The last application I had slightly similiar problems was Subversion. 10 years ago SVN sometimes failed to commit data. It turned out that Tortoise SVN struggled with special packets, the MTU size of our company network and the MTU size of our ADSL connection. Because of this, I changed the MTU size of the rig running the single claymore process. It did not influence anything.
Before I tried something else I disabled the network-related services firewalld and chronyd – without success. stracing the miner did also not show anything special.
“This must be a problem with Ethereum protocol and DD-WRT”
Some interesting observation I did was that the ping between rig -> ap2 (bridge) -> ap1 (router) > internet and workstation -> ap2 (bridge) -> ap1 (router) > internet were both bad but pinging directly from the main access point ap1 (router) -> internet showed no problem. What the hell?

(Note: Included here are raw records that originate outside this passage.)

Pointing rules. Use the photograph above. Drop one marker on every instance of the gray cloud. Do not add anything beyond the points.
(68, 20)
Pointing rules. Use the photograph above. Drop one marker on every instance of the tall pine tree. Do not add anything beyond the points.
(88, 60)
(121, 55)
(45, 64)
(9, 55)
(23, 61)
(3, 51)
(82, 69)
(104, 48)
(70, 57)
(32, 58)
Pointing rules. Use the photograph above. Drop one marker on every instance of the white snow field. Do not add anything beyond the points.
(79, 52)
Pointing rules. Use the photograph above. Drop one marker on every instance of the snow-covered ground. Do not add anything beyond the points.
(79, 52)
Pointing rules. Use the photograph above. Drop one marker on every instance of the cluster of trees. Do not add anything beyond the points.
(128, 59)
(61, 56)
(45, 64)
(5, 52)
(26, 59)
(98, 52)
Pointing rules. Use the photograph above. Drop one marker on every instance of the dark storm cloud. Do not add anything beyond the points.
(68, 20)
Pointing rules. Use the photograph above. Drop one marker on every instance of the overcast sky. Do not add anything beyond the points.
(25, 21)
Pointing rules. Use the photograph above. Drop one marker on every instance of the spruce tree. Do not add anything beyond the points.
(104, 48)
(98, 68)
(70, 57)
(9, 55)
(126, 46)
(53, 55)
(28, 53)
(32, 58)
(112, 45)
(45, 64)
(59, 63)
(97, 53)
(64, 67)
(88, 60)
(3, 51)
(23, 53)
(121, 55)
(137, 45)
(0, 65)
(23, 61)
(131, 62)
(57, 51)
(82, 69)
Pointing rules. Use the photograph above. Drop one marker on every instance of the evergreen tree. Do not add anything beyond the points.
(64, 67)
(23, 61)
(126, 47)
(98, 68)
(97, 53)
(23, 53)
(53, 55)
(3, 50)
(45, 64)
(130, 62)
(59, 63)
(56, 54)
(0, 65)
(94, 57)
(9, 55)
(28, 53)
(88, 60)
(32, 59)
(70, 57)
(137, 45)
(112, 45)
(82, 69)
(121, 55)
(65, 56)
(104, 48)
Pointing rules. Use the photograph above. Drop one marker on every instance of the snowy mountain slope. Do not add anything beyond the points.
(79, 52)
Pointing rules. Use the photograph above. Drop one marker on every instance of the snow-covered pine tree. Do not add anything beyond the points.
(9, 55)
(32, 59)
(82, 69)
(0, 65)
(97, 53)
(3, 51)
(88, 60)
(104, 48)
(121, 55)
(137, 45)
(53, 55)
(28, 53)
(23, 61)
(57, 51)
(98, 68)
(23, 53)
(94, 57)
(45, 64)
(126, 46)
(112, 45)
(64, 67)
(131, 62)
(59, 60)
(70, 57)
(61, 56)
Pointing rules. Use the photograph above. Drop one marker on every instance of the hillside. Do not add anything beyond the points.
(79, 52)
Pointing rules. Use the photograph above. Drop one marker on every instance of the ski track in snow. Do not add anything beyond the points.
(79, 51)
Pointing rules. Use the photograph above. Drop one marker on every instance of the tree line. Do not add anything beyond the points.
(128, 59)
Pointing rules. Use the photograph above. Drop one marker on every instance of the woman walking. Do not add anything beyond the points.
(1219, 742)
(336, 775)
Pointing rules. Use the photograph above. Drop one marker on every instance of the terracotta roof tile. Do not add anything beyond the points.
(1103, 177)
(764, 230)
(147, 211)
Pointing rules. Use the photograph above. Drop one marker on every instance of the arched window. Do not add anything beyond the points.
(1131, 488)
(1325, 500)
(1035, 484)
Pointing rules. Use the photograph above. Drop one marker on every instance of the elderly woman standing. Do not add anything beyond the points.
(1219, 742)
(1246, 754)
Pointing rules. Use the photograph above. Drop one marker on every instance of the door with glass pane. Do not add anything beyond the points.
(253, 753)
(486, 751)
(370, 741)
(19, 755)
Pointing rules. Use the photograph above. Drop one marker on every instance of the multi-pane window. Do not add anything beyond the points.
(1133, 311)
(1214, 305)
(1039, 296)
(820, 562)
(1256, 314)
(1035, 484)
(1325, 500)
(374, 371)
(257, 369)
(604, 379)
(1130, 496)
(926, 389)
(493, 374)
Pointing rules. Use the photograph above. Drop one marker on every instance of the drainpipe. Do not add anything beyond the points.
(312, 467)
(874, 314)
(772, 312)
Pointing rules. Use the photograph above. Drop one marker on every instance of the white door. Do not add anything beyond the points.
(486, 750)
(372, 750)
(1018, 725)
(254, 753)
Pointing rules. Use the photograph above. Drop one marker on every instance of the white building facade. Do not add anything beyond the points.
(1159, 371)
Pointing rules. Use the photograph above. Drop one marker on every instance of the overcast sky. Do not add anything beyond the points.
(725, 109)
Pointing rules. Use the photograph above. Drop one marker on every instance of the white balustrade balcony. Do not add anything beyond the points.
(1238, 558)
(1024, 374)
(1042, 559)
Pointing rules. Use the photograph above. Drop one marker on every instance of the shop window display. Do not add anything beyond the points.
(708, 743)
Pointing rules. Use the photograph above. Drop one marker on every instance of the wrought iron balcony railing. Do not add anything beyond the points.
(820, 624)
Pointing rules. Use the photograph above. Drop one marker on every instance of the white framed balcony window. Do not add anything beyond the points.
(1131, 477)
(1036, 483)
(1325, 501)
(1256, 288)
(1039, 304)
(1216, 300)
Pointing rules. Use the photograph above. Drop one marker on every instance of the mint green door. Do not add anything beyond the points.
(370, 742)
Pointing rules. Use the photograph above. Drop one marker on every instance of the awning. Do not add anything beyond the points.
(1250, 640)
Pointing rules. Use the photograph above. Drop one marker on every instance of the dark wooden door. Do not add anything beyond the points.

I suspected some TCP settings on ap2 (bridge) led to this hickups. Luckily I could check the network settings and stats of both access points (bridge and router) as they are running on DD-WRT. As you can imagine: there were no suspicious network stat (TCP/UDP) changes when a spike occurred.
Could this be a hardware problem?
As I could not see any problem in the software or on the network layer (>= L2), there could only be a generic hardware problem or some L1 error.
During my TCP stats investigation on the access points, I noticed was that the WiFi rate of the bridge (ap2) were unstable and had heavy fluctuations. This were highly unusal as it has not happened before the building of the rigs.
To exclude any directly network related problems I did the simplest possible action: I pulled the Ethernet cables of both rigs (running one active miner process each) so they were no longer connected to the access point. To my suprise I had still network lags. WTF?
After killing both miner processes the network lags went away. This had to be obviously a problem with the GPU load the mining process creates.
To give you some insight: Due to some DD-WRT restrictions the bridge between both access points uses 2.4 GHz and not 5 GHz. Could this be that some interference on the wireless layer?
After googling for “gpu” and “spike” some links catched my eyes:
After reading both posts
- I changed the WiFi channel from 1 to 11
- I removed the DVI cable from a TFT connected to one rig
- I removed the USB keyboard connected to one rig
Nothing changed. This was likely the point I wanted to give up. The last thing to test was using another power connection. The ap2 and all 4 PSUs of the rig were connected to the same connector (psu1,psu2,psu3,psu4)->wattmeter->wall socket. Maybe it could be some spikes in the voltage when the GPU has load, leading to a confused access point hardware?
Changing the wall socket
I had no free wall socket available behind the cabinet containing both rigs. So I put the access point from the top of the rig to the floor and moved it some centimeters in the direction of the other wall. After the access point had power and were connected to ap1 (router) again, the network spikes lowered from 1600 ms to 800 ms. Uhm? I again moved ap1 20 centimeters away from the cabinet. Spikes went down to 400ms.
In a distance of 1.50 meter between rig and access point no more spikes occurred. I counterchecked if the the different wall socket was the solution. But switching from one wall socket to the wattmeter-connected connector made no difference.
So simple. By just moving the access point away. This whole thing drove me crazy for atleast 5 afternoons. I felt so stupid.
The high load of the GPU when running the Ethereum mining process produces either a signal at 2.4 GHz (which is more unlikely) or a harmony around 1.2 GHz (which is more likely). I assume that the spike every 30 seconds occur when both rigs receive the same mining job at almost the same time and start the mining. If anybody has more information, just let me know. I am heavily interested in the technical explaination for this.